Pathologists consider three features for evaluating breast cancer cells: what percentage of the tumor is comprised of tube-like cells, the diversity of the nuclei in the outermost (epithelial) cells of the tumor, and the frequency with which those cells divide. These three factors are judged by sight with a microscope and scored qualitatively to stratify breast cancer patients into three groups that predict survival rates.

“Pathologists have been trained to look at and evaluate specific cellular structures of known clinical importance, which get incorporated into the grade. However, tumors contain innumerable additional features, whose clinical significance has not previously been evaluated,” said Andrew Beck, MD, a doctoral candidate in biomedical informatics and the paper's first author.

“The computer strips away that bias and looks at thousands of factors to determine which matter most in predicting survival,” added Koller.
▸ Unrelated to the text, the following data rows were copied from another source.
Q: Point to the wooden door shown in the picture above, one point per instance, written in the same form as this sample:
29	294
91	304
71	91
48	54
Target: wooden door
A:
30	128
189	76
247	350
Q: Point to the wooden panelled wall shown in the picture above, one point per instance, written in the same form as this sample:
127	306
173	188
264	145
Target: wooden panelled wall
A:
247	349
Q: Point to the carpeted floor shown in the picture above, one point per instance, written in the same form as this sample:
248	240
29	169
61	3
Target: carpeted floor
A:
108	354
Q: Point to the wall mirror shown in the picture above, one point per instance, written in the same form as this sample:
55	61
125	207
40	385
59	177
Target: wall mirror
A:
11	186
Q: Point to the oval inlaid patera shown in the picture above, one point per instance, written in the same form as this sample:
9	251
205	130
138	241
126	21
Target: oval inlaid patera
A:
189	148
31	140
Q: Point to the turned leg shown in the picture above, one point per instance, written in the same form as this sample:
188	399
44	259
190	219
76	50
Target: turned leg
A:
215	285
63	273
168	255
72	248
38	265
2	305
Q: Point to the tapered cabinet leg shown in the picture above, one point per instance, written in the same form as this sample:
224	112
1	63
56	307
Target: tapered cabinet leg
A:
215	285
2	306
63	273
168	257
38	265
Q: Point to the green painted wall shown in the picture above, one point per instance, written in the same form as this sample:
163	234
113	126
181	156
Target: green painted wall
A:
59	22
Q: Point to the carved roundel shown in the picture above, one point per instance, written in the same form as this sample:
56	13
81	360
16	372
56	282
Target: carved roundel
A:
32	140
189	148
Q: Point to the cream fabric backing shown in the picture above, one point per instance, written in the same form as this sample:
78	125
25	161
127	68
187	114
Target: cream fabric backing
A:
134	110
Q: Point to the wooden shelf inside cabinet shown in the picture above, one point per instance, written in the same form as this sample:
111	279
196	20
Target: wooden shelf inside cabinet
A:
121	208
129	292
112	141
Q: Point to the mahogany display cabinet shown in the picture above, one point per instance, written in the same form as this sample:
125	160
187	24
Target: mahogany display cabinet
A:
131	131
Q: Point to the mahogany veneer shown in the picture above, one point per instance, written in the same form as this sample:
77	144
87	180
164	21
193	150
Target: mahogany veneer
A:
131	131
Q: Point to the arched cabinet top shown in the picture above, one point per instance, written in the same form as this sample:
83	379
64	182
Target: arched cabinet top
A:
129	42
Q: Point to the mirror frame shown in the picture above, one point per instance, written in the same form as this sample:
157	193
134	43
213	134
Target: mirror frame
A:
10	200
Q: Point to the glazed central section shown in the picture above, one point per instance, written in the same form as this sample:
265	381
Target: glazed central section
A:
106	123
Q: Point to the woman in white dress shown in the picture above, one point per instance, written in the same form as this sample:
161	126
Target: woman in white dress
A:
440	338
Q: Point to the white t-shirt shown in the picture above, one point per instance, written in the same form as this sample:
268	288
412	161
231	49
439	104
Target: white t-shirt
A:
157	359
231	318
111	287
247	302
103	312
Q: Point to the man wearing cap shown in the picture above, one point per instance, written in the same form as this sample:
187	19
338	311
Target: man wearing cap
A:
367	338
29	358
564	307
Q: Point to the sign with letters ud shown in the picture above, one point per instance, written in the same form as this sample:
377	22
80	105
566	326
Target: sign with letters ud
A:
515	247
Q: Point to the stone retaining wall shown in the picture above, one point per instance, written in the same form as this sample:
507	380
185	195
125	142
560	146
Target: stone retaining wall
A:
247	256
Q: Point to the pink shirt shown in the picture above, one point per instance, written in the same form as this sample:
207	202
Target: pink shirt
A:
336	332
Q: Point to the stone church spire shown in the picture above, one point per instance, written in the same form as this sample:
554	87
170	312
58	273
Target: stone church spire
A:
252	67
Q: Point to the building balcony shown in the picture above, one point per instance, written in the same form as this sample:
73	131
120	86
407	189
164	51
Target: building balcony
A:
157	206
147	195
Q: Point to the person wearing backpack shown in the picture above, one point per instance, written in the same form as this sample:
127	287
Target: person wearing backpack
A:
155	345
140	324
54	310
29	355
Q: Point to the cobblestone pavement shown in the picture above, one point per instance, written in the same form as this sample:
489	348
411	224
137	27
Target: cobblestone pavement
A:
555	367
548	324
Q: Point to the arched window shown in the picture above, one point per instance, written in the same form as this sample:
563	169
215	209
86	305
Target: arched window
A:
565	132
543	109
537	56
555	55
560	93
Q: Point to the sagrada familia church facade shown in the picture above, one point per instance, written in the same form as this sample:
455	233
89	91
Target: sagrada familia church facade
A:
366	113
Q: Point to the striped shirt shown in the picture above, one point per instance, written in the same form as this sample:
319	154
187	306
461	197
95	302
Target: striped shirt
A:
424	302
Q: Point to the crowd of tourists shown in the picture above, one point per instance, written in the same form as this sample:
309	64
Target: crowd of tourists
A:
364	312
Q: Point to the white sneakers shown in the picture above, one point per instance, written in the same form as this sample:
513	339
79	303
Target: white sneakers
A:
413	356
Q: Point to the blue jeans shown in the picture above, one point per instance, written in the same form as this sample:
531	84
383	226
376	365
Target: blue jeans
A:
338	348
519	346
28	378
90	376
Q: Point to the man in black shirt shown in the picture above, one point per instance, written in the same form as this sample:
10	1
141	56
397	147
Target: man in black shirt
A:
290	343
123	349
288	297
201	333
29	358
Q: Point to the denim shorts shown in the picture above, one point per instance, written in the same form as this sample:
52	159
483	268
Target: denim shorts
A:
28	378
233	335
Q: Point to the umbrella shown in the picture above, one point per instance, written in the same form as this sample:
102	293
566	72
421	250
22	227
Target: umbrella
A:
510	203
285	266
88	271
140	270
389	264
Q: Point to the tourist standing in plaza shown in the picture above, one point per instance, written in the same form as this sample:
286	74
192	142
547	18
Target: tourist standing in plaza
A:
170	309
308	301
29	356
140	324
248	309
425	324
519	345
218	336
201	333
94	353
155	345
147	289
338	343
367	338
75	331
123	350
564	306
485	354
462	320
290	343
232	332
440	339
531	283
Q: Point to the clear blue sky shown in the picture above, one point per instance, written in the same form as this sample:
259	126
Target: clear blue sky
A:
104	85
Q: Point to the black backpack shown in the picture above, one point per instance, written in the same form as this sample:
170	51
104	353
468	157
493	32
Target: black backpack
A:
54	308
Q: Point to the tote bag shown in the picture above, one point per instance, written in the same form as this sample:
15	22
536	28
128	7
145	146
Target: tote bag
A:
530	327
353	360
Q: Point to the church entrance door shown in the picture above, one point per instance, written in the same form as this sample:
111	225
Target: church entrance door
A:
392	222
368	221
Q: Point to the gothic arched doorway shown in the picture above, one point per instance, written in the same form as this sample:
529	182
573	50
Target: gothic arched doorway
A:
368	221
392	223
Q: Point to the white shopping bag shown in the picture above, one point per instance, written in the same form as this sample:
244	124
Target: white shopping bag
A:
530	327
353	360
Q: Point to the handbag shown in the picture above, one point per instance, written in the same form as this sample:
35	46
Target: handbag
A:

C-Path assesses 6,642 cellular factors. Once trained, C-Path was asked to evaluate tissues of cancer patients it had not checked before and the result was compared against known data. The researchers used two independent cohorts of breast cancer patients (248 from the Netherlands Cancer Institute and 326 from Vancouver General Hospital). The system’s prognostic model score was strongly associated with overall survival, the researchers found. This association was independent of clinical, pathological, and molecular factors.

C-Path yielded results that were a statistically significant improvement over human-based evaluation.
What's more, the computers identified structural features in cancers that matter as much or more than those that pathologists have focused on traditionally. In particular, they discovered that the characteristics of the cancer cells as well as the surrounding stroma cells were both important in predicting patient survival.
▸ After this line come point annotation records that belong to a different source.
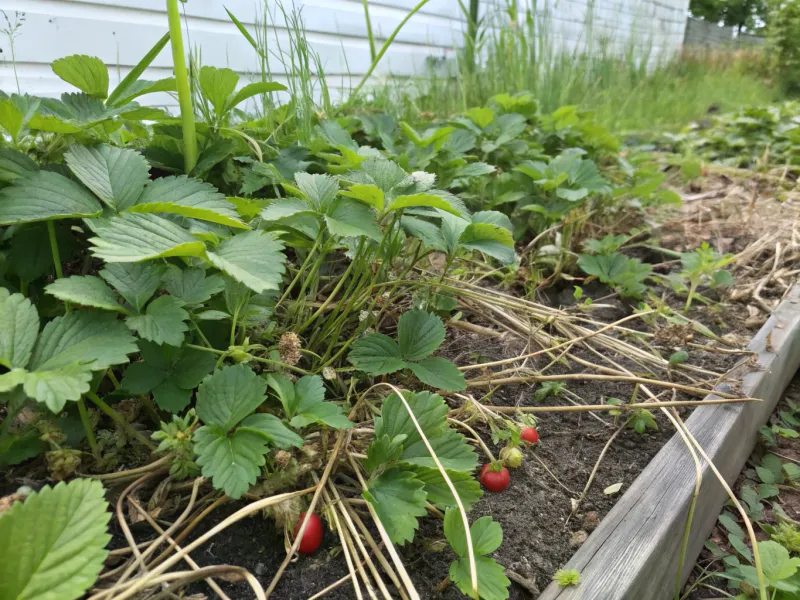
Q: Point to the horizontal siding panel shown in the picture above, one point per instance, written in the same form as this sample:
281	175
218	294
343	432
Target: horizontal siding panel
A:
121	31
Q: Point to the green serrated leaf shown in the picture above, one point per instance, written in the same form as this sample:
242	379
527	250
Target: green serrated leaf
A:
304	402
232	461
87	73
367	193
11	379
731	525
15	165
450	447
192	285
191	367
321	190
163	322
131	237
116	175
427	232
438	373
492	582
283	208
85	290
55	386
377	354
229	395
188	197
350	218
19	328
273	429
382	451
136	282
439	494
490	239
486	534
775	561
46	196
398	499
419	334
253	258
429	409
59	536
739	545
442	202
97	340
217	85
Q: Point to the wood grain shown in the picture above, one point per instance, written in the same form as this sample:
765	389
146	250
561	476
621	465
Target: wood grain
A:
634	553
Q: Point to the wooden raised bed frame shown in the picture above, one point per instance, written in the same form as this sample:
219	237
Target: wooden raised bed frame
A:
634	553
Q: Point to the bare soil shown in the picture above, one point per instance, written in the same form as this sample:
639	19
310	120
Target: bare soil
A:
539	534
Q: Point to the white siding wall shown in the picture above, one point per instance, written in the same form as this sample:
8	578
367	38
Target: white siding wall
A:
121	31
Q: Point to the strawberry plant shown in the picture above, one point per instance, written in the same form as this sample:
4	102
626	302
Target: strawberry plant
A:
59	536
419	334
625	275
224	283
486	538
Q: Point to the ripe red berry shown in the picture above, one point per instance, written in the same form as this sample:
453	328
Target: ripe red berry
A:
494	481
530	435
312	536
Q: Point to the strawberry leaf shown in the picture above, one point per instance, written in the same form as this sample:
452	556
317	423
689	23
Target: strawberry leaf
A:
439	494
376	354
46	196
97	340
131	237
253	258
117	176
232	461
492	581
86	290
87	73
439	373
136	282
450	447
188	197
19	327
163	322
419	334
273	429
229	395
304	402
192	286
398	499
59	535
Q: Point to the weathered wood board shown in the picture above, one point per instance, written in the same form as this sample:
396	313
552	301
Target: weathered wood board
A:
634	553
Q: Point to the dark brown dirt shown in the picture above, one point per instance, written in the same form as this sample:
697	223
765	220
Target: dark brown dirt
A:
533	511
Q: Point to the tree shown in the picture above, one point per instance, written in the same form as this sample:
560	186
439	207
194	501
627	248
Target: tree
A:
742	14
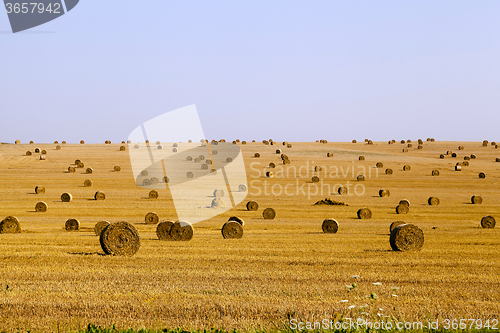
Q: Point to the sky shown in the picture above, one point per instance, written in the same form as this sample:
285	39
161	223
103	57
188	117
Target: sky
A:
256	69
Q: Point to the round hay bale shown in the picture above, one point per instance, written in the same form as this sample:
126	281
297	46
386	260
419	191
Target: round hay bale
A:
330	226
181	231
120	239
232	230
72	225
237	219
433	201
252	206
163	230
476	199
39	189
407	237
99	227
10	225
384	193
364	213
402	209
66	197
41	207
488	222
395	224
269	214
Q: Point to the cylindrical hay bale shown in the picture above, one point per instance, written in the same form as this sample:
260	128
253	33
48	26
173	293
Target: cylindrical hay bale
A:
402	209
476	199
151	218
269	214
99	227
39	189
72	225
99	195
364	213
252	206
120	239
330	226
182	231
488	222
384	193
342	190
407	237
163	230
41	207
395	224
433	201
66	197
232	230
10	225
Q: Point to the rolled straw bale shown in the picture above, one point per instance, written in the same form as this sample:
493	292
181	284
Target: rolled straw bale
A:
407	237
120	239
330	226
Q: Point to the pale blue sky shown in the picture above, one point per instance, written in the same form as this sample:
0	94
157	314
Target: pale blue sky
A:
287	70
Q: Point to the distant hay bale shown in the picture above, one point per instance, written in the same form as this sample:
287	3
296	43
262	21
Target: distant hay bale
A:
120	239
41	207
163	230
39	189
269	214
99	195
488	222
72	225
99	227
330	226
364	213
384	193
252	206
151	218
182	231
402	209
10	225
395	224
476	199
66	197
433	201
406	237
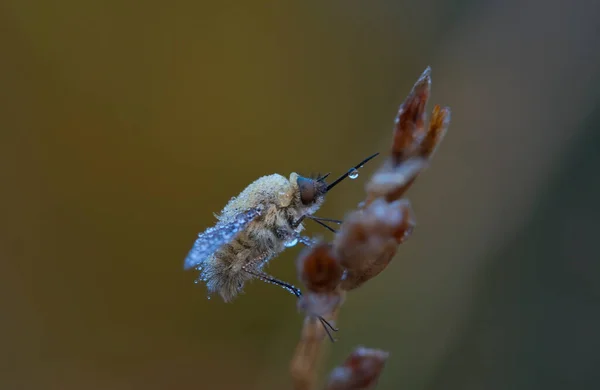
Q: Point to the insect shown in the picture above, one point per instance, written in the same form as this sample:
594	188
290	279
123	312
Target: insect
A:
257	225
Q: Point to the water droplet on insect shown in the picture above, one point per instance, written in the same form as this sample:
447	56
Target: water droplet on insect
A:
291	243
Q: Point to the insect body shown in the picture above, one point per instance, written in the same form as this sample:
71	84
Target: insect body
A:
256	226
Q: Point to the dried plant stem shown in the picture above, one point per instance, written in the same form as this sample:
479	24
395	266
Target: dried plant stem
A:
306	357
365	245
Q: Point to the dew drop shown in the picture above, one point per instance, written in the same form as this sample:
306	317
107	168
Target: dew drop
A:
291	243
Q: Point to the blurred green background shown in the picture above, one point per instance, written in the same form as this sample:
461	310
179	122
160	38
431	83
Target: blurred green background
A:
125	125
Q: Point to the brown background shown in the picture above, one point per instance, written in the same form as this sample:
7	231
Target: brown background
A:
125	125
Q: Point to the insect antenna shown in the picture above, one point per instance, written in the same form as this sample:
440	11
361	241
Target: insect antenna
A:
345	175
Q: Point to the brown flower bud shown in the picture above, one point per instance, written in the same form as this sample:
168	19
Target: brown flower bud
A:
319	269
409	126
392	181
368	239
438	125
360	371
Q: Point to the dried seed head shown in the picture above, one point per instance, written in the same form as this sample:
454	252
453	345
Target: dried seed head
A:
368	239
438	125
360	371
319	269
409	126
392	181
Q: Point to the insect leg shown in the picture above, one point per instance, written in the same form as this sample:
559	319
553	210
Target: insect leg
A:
269	279
291	288
337	221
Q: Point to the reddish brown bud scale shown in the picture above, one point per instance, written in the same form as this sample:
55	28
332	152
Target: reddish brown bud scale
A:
438	125
319	269
409	127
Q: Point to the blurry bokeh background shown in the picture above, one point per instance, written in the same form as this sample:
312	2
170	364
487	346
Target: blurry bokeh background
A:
124	125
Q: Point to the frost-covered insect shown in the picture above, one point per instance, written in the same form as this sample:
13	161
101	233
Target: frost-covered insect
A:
256	226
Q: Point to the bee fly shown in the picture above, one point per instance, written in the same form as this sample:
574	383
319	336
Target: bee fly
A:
257	225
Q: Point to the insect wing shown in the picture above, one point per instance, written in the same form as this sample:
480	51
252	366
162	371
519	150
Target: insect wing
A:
215	237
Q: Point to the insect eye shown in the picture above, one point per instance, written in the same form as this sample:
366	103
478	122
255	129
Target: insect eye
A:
308	190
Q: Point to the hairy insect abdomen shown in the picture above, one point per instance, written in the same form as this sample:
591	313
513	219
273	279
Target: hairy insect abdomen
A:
262	240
“We built a model based on features of the stroma - the microenvironment between cancer cells - that was a stronger predictor of outcome than one built exclusively from features of epithelial cells,” said Beck. “The stromal model was as predictive as the model built from both stromal and epithelial features.”

The Stanford findings add weight to what many scientists have been contending for some time: that cancer is an “ecosystem,” and that clinically significant information can be obtained by careful analysis of the complete tumor microenvironment.
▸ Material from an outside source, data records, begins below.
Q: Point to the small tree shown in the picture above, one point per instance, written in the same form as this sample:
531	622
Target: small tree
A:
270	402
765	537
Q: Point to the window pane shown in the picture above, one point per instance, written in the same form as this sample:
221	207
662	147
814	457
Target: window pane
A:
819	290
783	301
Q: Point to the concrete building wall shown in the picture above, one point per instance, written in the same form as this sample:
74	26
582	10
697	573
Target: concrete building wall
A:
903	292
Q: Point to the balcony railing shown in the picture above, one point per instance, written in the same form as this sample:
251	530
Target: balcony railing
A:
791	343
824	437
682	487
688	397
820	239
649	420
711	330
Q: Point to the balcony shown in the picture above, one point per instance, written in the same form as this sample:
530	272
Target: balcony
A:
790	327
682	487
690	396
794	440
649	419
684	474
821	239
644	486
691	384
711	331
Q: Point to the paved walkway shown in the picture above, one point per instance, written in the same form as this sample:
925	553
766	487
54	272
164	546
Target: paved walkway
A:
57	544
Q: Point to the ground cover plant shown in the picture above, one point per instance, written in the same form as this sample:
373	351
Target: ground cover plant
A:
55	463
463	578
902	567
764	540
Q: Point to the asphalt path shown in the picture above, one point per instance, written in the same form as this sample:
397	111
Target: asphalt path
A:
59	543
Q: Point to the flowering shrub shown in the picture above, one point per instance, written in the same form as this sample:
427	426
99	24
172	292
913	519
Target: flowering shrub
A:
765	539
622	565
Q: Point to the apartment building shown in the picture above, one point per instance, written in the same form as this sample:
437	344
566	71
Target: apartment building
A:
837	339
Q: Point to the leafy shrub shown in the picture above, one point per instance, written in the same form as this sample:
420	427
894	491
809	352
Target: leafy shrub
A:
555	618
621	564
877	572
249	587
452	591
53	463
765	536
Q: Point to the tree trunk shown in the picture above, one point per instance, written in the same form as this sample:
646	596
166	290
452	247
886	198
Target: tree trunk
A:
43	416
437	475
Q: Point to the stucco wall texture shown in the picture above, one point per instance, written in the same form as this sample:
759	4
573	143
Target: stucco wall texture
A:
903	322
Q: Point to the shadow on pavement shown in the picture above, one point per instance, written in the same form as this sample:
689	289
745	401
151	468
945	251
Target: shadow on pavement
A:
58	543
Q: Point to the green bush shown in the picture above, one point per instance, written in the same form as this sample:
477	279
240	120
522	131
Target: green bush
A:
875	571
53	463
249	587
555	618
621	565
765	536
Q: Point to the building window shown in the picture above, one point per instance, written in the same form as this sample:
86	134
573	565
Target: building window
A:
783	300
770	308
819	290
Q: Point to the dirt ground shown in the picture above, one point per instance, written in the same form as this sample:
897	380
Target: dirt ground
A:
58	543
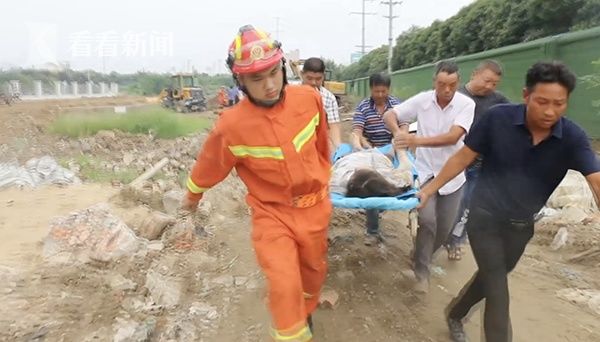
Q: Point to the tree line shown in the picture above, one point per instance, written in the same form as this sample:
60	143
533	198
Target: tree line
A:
483	25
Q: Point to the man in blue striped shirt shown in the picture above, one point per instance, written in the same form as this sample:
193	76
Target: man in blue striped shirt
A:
369	130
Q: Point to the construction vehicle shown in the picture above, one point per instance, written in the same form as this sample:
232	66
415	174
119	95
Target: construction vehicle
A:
338	89
184	95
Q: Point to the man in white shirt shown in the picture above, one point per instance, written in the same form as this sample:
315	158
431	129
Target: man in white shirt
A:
313	74
443	118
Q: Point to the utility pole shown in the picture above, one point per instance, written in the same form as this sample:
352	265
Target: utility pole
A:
363	14
390	17
277	28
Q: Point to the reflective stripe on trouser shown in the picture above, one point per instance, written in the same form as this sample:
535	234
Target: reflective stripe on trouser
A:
291	248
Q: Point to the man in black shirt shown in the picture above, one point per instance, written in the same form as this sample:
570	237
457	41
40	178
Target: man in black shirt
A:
527	150
482	89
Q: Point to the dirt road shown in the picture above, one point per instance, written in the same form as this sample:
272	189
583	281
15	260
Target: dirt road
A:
216	292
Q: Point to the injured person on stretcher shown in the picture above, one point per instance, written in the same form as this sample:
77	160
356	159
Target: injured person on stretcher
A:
371	173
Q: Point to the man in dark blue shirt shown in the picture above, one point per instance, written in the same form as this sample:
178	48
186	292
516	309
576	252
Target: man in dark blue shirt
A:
527	150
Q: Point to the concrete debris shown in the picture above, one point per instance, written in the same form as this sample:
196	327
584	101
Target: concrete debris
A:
329	298
156	246
120	283
90	234
127	330
165	290
588	298
240	281
345	275
36	172
153	225
225	280
172	201
203	309
573	191
560	239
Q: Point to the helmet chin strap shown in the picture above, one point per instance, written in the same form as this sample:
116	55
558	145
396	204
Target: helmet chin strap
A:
265	103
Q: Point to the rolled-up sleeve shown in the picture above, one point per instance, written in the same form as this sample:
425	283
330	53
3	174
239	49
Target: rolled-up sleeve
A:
406	112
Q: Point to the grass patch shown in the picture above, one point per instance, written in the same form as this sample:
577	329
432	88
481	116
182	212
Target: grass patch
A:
163	123
93	170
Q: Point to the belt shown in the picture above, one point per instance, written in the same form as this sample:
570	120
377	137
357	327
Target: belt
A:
310	200
501	218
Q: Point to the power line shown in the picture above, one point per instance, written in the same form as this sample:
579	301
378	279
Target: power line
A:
277	30
390	17
363	14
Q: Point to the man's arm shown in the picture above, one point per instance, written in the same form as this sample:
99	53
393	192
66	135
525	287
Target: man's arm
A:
323	131
460	127
335	134
401	115
450	138
214	162
455	165
333	118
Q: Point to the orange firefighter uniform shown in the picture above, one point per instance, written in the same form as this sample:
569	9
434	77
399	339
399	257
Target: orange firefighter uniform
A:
282	155
223	97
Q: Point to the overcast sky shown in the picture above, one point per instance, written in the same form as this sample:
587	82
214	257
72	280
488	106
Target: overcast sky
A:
132	35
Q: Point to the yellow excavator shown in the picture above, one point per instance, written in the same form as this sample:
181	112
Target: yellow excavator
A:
184	94
338	89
“Through machine learning, we are coming to think of cancer more holistically, as a complex system rather than as a bunch of bad cells in a tumor,” said Matt van de Rijn, MD, PhD, a professor of pathology and co-author of the study. “The computers are pointing us to what is significant, not the other way around.”

Van de Rijn does not see computers replacing pathologists. “We’re looking at a future where computers and humans collaborate to improve results for patients across the world,” he said.